David Griffin, CEO of Vortini, a sales forecasting system, joins me on this episode of #Accelerate

KEY TAKEAWAYS

[2:33] David says the single biggest challenge facing sales reps today is that the level of competition increases quarterly, making it difficult to achieve predictable income. The buyer is also more informed, both on you and on your competition.

[4:32] Vortini came to be when David was doing sales data analytics. David wanted to specialize, as it is a crowded market. He looked for core business processes that were not well-supported with software solutions, and found forecasting.

[5:08] David sees heavy investments in CRM, and pipelines of opportunities. However, pipelines don’t tell the whole story for a solid forecast. Managers create spreadsheets, send them to opportunity owners, and get their forecasts a week later.

[7:20] Forecasts matter because revenue expectations must be met. SaaS has issues around staffing, and manufacturing has problems around inventory, if forecasts are inaccurate.

[9:34] Vortini takes data from the CRM, compares it to history, and considers collaboration for pipeline deliverability. Then it creates a scenario around the pipeline and resources.

[14:44] Andy cites Philip Tetlock, saying that we should train people to become better forecasters. It is a skill that can be learned. Vortini focuses on history and information available, to step through the assumptions that create a forecast.

[16:34] Reps are nervous about committing. Under-forecasting is as great an issue as over-forecasting. It can mean canceled orders if the goods or services are not available on time. Corporate forecasts are built from many smaller forecasts.

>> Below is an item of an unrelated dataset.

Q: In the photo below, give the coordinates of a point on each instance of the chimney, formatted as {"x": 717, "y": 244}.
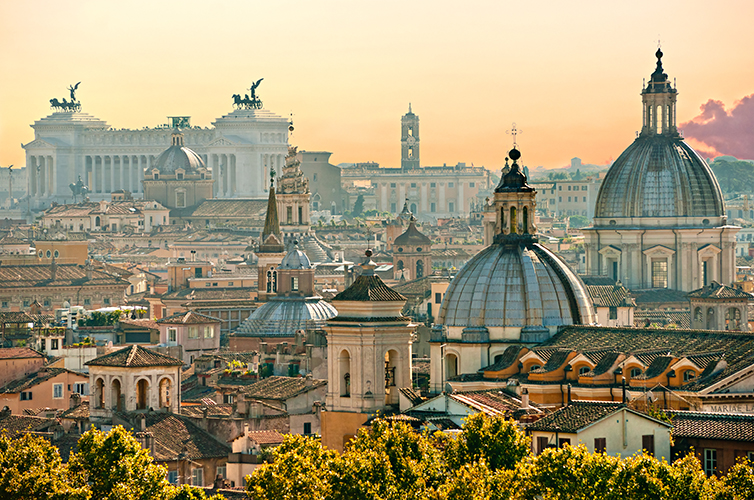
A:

[18:22] Forecasting tip: first, ensure opportunities are realistic and achievable. The last day of the quarter is not a credible close date. Are targets set too high by management? Setting targets 15% higher this year than last is a hope, not a target.

[21:58] It is essential to manage biases. Don’t put the forecast in a spreadsheet. Keep it in the CRM, so forecasts and the quarterly results can be compared within the CRM. People can see their bias by looking at the evidence.

[24:24] Make sure you are staying connected to the overall plan. Are your quarterly forecasts supporting the annual forecast? David compares day 70 in history with day 70 of the quarter and day 70 of the forecast. Watch for going off track.

[27:17] It might be better to work on fewer opportunities, and do a better job on them. Carefully convert as many as possible. Don’t burn your way through them. They represent the base of future wealth to the company.

[30:09] The forecast that works uses machine learning to look at history and make defensible assertions about times to close. Forecasting does not say a quick close is impossible, but that it does not match past observed behaviors. Talk about it.